Memories of Taikon’s childhood are captured captured in one of the books; flicking through the pages one can see Taikon as a child playing under the bridge with other kids, or him driving around in his and his cousin’s cars, and his parents taking him to the hospital after his cousin hit him in the head.
Another book (Adriana’s Choice) follows a Roma girl named Adriana from childhood to adulthood, on her path to independence. Adriana’s struggle to define her identity as both Roma and Swedish is based on events in real life.
“You have to start from the children. I go out and meet families in their home and have books with me in order to make children understand what they are reading,” he says. “The children might know what they read but might not understand all the characters.”
All stories published by E Romani Glinda tell everyday stories and struggles reflecting the reality of Roma people and events that followed the Roma in Sweden and Europe over different times in history. Taikon is also the editor in chief of the magazine with the same name that attempts to shed light on Roma and other minority cultures, such as that of the Sami people, who according to him remain invisible in the Swedish mainstream media.
Taikon says that while the media in Sweden are careful to not fuel the negative representation of the Roma, they do not necessarily help their visibility either. He takes the annual Cultural Festival organized by E Romani Glinda as an example. The festival, held in a park in Stockholm, that promotes Roma and other minority cultures sees no journalists from the mainstream media.
“So now discrimination has become quite expensive. That’s why the media don’t do anything because it is stupid to pay for something that you could look into in another way,” he says.

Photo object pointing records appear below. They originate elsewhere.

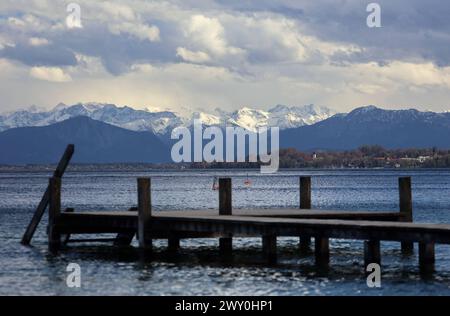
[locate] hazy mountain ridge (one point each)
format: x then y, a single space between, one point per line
372 126
162 122
95 142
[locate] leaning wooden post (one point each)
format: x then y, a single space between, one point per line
322 251
305 203
405 195
144 213
426 256
305 193
225 208
372 253
37 216
269 243
54 214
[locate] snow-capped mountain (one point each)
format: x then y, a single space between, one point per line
162 122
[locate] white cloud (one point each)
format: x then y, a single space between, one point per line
38 41
190 56
140 31
209 34
54 74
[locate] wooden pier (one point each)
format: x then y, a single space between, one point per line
268 224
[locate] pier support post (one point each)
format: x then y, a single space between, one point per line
372 253
144 213
173 244
426 256
405 195
305 203
54 213
269 243
225 208
322 251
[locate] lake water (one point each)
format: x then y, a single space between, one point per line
198 269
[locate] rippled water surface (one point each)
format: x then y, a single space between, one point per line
198 269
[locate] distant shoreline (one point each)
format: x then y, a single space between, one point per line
133 167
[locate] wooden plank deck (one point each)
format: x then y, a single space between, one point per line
268 224
242 224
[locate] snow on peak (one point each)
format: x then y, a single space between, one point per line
163 121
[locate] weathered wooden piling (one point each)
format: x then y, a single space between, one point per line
405 199
305 203
322 250
54 235
125 238
37 216
173 244
269 244
426 256
372 252
225 208
144 213
305 193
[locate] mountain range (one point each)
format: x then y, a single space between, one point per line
162 122
108 134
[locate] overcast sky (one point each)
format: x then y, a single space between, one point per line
206 54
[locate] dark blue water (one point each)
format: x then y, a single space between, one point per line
198 269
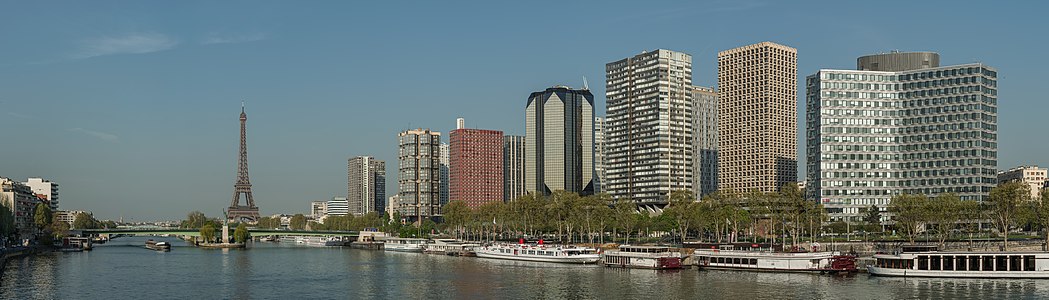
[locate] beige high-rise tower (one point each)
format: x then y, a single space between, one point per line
757 118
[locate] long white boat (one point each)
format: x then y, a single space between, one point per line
962 264
822 262
642 257
543 253
450 247
404 244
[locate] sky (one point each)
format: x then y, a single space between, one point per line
132 106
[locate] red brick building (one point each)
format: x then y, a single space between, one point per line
475 166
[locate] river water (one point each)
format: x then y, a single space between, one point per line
124 270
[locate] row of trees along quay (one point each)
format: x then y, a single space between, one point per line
778 217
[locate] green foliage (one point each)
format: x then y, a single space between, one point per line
1004 207
208 233
268 222
240 234
911 214
42 215
298 222
194 219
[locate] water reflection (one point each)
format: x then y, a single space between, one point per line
123 270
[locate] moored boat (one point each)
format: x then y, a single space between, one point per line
822 262
404 244
962 264
157 245
543 253
449 247
642 257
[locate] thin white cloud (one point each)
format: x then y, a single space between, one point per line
130 44
97 134
231 39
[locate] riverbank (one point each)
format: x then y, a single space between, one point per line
9 253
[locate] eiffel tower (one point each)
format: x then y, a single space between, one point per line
249 212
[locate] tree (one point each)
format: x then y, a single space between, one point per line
456 214
911 213
194 219
240 234
872 216
1003 207
59 229
208 233
944 212
1040 213
42 215
85 220
298 221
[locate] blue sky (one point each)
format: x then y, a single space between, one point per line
131 106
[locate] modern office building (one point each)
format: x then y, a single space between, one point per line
513 167
475 164
338 207
1032 175
756 118
445 170
366 185
318 209
599 152
903 124
46 188
419 174
648 127
22 201
559 142
705 124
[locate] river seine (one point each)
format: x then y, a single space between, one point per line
124 270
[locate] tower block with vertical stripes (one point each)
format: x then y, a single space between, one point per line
249 211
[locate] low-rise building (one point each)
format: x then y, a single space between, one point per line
21 200
68 216
338 207
1032 175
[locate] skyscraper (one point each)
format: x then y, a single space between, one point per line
559 141
756 118
513 167
599 152
475 165
648 142
901 124
419 174
445 161
705 124
366 185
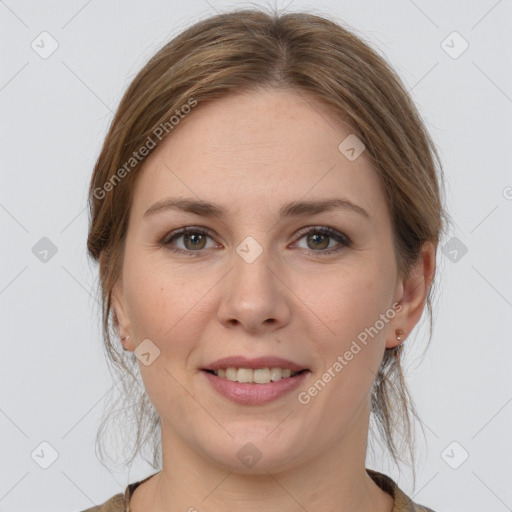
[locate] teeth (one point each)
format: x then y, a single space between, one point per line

Taikon also believes that media outlets in south-eastern European countries have failed to correctly represent the discrimination against Roma, but could be one of the most useful tools for fighting prejudice. “If they are right wing or left wing, the media have the biggest and highest power,” he says. “They are the most powerful.”
Entrenched media representations
However, this power is not always being used to aid the Roma cause. Media outlets throughout Europe have often been criticized for their representation of the Roma. Media content is often narrowed to oversimplification of the truth, lacking context, and with a focus on negative stereotypes. The story of ‘Maria,’ a young blonde girl, in 2013 was maybe one of the most famous examples in recent years, which saw the media vilifying the Roma community.
When Greek police saw a blond, blue-eyed girl while raiding a Roma settlement at a Roma camp in Farsala in northern Greece, it triggered a narrative fed by long-held stereotypes: that of the Roma kidnapping ‘white’ children. Maria was taken away from her family and the parents were arrested while the police continued the search for other ‘white’ children possibly ‘kidnapped’ by the Roma.
The media were quick to reach conclusions about the case. “Here was a small blond girl, “alone among Gypsies,” a Greek tabloid wrote, der Spiegel reported. While the UK’s Daily Mail published speculation on the Roma potentially selling ‘Maria,’ claiming that “her pale skin, near-white hair and blue eyes would have made her a ‘prize bride’ among the gipsy community.”
Later it was revealed that a Bulgarian Roma woman had given her to them because she was unable to raise the child herself, and the Greek couple was freed of charges. In response to the coverage, the Council of Europe Commissioner for Human Rights declared that “demonising a group of people through the media can lead to nefarious political and societal consequences. It is necessary that the media use their power of forging public opinion more responsibly when it comes to portraying minorities in general and the Roma in particular.”
Regardless of the Greek couple being freed, the narrative spread in the media at the outset of the case can remain. As Taikon points out, this is happening even more in the current media climate: “What is written about Roma, people think it is true,” he says. “And you can’t get deeper because you are reading it, and then you put the paper on one side and you don’t look for whether it’s true or not.”
Feature image: Majlinda Hoxha / K2.0.